Upon more searching of old recipes I have made this kit ( at 21 deg C ) with the 1.5kg can of Liquid malt;
and without even the extra hop bag.

It's been a few years, but my notes say it was a fairly decent drink for such an easy receipe, but I love malty beers. Made very good beer with great head formation and retention and a nice taste and made very smooth drinking.

If you do choose to make it by the Coopers receipe the beer will be very drinkable.

And from the Coopers website:

"Developed to be mixed with 1.5kg Thomas Coopers Light Malt"

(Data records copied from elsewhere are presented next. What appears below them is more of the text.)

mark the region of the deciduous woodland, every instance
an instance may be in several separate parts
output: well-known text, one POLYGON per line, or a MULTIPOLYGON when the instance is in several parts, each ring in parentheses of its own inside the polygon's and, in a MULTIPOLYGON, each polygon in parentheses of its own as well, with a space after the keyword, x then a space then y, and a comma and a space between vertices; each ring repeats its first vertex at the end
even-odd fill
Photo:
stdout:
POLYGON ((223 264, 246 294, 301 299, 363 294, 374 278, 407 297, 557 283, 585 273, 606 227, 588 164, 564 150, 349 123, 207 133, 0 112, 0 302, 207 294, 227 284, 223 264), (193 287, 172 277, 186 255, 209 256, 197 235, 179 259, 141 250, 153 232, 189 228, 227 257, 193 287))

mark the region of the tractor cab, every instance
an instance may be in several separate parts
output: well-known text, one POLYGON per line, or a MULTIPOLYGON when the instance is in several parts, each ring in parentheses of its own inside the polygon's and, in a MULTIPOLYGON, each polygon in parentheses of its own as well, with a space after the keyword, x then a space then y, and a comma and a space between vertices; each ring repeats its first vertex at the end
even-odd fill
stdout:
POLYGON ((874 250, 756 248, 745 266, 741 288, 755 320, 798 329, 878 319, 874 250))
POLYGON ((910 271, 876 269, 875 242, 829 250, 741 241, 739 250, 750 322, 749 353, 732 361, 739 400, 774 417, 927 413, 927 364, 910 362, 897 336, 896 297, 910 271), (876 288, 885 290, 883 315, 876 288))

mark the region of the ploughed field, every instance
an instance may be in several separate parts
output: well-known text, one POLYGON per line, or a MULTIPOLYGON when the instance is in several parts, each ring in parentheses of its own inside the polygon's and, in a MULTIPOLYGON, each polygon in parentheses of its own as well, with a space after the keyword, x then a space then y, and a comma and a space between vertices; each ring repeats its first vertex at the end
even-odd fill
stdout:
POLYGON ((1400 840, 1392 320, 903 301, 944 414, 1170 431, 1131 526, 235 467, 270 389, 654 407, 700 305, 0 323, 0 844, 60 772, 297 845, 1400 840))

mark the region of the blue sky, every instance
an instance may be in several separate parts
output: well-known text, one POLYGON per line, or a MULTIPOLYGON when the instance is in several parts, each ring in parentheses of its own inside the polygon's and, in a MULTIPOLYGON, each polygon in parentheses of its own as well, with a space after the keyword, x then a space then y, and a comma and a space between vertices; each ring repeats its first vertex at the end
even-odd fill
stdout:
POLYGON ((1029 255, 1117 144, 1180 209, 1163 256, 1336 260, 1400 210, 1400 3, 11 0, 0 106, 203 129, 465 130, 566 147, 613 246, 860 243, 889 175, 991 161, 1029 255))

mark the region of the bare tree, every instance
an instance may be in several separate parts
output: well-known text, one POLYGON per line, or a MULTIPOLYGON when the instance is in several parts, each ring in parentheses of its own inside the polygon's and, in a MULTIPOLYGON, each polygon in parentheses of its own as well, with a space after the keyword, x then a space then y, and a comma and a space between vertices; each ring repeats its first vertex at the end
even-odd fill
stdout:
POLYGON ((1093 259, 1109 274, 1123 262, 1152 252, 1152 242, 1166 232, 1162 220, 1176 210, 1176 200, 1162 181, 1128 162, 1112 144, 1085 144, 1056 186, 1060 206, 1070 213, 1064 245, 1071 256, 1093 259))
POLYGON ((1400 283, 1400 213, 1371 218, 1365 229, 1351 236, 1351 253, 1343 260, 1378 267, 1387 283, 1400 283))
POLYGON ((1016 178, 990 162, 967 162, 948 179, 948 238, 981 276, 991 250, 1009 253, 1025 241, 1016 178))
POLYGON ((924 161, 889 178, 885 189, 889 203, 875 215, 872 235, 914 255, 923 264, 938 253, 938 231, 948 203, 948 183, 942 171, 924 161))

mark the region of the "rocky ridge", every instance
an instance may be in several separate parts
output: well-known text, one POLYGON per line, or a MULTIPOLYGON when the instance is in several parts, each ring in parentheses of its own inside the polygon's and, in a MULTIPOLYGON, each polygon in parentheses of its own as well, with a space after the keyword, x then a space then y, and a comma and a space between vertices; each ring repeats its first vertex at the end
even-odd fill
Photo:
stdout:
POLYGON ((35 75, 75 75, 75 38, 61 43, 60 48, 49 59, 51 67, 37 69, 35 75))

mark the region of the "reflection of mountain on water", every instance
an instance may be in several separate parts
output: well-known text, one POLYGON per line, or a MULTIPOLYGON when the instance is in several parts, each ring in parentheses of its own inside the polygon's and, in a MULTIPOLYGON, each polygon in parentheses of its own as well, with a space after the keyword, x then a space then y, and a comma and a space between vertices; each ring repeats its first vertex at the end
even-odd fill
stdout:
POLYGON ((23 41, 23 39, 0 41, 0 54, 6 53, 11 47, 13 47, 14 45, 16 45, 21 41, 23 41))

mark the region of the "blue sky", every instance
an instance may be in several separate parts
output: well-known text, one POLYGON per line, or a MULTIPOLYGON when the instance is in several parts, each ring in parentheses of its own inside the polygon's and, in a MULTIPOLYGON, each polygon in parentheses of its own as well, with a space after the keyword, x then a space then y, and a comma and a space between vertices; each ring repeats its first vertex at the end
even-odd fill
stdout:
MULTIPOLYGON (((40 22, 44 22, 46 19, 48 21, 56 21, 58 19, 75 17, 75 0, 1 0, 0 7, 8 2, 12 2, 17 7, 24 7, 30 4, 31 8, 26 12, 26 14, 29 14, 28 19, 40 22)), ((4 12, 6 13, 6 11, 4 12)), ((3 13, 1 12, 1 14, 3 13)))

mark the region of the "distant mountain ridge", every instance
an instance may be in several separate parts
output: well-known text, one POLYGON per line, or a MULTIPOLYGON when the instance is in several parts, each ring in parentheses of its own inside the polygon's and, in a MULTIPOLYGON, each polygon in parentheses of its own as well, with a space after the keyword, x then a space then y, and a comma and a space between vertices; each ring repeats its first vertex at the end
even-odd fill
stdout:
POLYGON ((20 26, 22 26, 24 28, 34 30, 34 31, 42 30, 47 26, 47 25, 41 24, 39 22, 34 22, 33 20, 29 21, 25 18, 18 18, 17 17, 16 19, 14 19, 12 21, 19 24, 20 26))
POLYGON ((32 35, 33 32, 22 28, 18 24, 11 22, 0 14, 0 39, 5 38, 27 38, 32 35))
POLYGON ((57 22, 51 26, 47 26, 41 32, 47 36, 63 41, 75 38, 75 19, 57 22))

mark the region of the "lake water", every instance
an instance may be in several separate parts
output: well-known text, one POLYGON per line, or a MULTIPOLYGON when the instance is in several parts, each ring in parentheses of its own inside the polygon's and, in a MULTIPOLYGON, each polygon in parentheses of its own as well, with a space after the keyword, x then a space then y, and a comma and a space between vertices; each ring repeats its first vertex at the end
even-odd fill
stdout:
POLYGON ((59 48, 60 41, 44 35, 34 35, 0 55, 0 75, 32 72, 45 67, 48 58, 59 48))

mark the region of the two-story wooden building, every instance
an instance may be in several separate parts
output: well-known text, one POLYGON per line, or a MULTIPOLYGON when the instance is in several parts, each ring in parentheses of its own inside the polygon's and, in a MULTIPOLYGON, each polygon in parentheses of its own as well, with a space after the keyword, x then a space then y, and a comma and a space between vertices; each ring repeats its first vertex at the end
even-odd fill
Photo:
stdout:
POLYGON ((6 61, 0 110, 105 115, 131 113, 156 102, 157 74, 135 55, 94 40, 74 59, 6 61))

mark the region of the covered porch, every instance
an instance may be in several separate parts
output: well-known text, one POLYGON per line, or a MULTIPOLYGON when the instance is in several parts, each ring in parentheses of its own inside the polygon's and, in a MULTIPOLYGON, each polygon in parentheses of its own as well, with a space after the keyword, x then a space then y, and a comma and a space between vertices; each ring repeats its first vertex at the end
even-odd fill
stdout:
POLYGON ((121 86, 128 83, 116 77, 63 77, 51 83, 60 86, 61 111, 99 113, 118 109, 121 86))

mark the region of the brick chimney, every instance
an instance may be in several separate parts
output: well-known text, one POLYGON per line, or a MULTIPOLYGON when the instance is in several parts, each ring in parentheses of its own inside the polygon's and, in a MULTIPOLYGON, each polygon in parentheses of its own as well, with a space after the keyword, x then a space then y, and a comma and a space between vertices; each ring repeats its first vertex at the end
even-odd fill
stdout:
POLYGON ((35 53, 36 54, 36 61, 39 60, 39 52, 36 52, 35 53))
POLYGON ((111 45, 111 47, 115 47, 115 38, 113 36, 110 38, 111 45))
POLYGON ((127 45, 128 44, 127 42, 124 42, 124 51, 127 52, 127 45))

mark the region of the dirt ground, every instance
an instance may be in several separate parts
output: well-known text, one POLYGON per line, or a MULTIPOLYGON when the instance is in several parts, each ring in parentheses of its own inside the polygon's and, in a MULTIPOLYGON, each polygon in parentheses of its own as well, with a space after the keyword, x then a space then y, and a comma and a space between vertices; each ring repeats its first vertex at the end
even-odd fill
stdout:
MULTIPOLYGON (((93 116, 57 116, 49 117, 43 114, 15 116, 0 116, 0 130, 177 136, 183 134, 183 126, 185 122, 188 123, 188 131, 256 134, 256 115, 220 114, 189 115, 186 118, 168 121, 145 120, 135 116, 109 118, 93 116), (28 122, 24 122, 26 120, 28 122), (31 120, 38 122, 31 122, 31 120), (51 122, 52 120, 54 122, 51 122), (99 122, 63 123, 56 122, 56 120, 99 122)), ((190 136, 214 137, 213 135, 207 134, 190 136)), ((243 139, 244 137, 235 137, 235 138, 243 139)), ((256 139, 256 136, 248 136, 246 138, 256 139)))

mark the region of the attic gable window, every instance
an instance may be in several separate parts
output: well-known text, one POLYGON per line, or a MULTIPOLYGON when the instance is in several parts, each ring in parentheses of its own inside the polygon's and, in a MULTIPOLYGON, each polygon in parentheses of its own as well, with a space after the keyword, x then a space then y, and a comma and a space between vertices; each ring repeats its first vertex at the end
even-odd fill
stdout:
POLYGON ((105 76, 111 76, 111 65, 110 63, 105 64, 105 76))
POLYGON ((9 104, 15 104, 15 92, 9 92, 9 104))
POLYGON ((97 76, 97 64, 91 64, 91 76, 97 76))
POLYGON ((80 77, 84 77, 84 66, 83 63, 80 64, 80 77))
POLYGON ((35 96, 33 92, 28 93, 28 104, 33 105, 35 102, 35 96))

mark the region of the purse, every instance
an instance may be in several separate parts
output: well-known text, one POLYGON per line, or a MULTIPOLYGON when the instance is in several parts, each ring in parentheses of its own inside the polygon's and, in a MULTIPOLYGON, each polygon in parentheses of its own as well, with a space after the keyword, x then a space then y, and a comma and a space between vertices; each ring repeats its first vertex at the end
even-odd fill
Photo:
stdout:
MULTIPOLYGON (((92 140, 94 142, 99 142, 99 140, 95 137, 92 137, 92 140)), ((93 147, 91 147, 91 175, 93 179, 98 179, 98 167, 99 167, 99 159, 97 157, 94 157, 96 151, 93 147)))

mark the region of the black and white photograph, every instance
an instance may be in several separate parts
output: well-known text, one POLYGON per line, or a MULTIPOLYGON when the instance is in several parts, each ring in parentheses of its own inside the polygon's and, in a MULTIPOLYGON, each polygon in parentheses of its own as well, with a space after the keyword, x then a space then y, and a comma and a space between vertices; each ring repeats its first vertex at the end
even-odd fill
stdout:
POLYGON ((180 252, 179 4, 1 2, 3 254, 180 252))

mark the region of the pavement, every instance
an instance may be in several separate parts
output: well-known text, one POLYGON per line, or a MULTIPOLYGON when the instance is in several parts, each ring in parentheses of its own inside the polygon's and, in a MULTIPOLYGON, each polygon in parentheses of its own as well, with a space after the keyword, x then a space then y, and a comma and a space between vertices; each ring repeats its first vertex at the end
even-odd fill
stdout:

Thanks Robbo for the info. I think i'll stick with just adding thr 1.5kg Coopers Light Malt Extract and 12g of Cascade Hops. Would you suggest just dry hopping the Cascade or boiling up for 10mins and then throwing the whole lot in?

Also I ran this through the Extract Spreadsheet which has suggested a final % of about 4.8. Does this sound right?

Thanks again.
 
Hey Sambo, that recipe looks fine, just get yourself a pack of decent yeast, make a starter and ferment at 11-12c.
The yeast in the kit will be an ale yeast.

Boil your hops and put in, I would be going for cluster as opposed to cascade, but thats personal preference.



Leave it 8 weeks before drinking it real cold.